El poder es el eje del universo de la relación entre los hombres; es un gran motivador de todas las luchas que se dan desde los ambientes más íntimos hasta los escenarios públicos; desde la puja por el dominio dentro de la pareja o la familia, hasta los reglamentos para la convivencia que intentan poner en cintura el poder de cada uno, para dar lugar al bienestar de la mayoría.
El dinero vale tanto cuanto fortalece el poder y facilita la posesión de los símbolos que dan status y acaban haciéndose sinónimos.
El poder no se autorregula, y cuando se pierde su control en manos de quien lo detenta, es dominio, posesión, expansión, y su presencia, derrite límites, orada o desconoce las líneas de frontera. En la medida en que su fuerza aumenta, crece también la voracidad por abarcar más y más sin noción de final. Antes que saciarse, lo que conquista estimula sus ansias expansivas. Ejerce un extraño encantamiento sobre sí mismo. Secreta una sustancia dulce que atrae parásitos y lagartos y exhala un aroma que los multiplica. La plaza pública es uno de sus nidos. Doblega cervices, quebranta principios; fácilmente la lealtad y la firmeza de las ideas, declinan su verticalidad y se hacen cómplices de sus beneficios.
El poder es un híbrido de extraña apariencia: reúne magistralmente la astucia del felino, la visión del águila, la coraza de la tortuga. El poder seduce, embriaga; cuando se debilita el control sobre él, esclaviza la inteligencia y pone la creatividad a su servicio para construir en su defensa argumentos de lujosa factura.
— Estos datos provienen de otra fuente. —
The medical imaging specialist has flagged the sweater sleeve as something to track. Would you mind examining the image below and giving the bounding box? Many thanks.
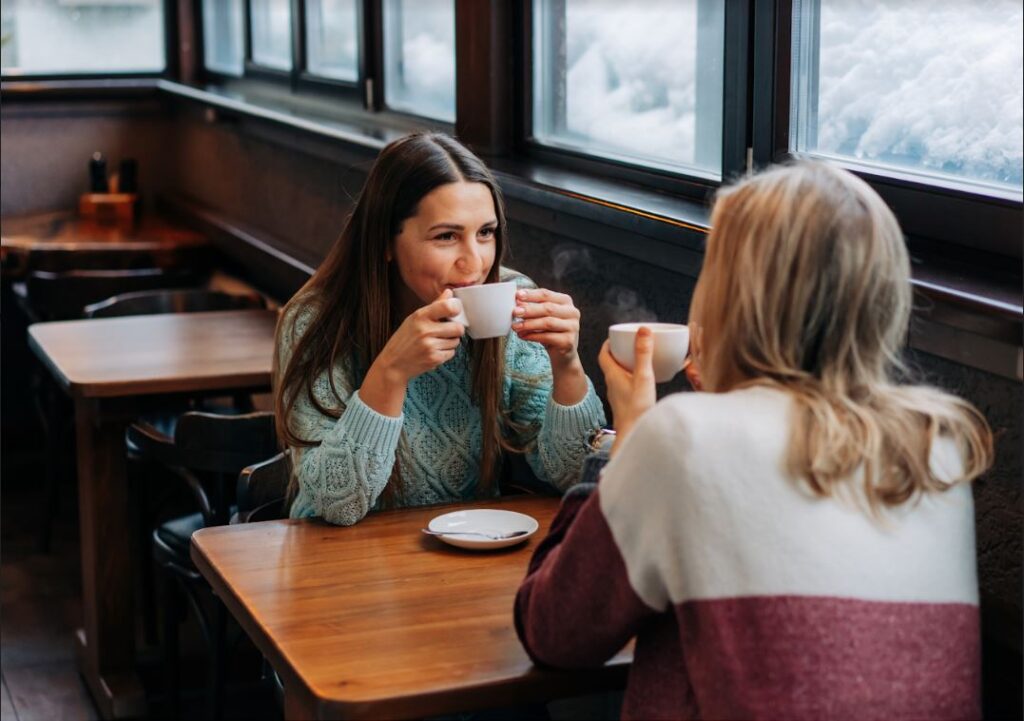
[279,303,403,525]
[508,334,605,491]
[515,483,655,668]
El poder del poder es piel hermana con el egoísmo; tiene mágicos efectos adictivos. Lucha por romper las barreras de la temporalidad y acerca a la sensación de infinito. En su afán de conservarse, promueve insospechadas alianzas; amistades y enemistades según la conveniencia. Su fuerza es un caudal que arrasa para garantizar su permanencia; puede tener la virulencia de los ríos pero su cauce se pierde fácil.
Quienes hoy tienen en sus manos el poder político, valdría la pena confrontarlos directamente con el tema del poder como una fuerza actuante, tan grande como peligrosa y aquello que creen que podrían ser y hacer mientras lo tienen, y también cuando la pierdan.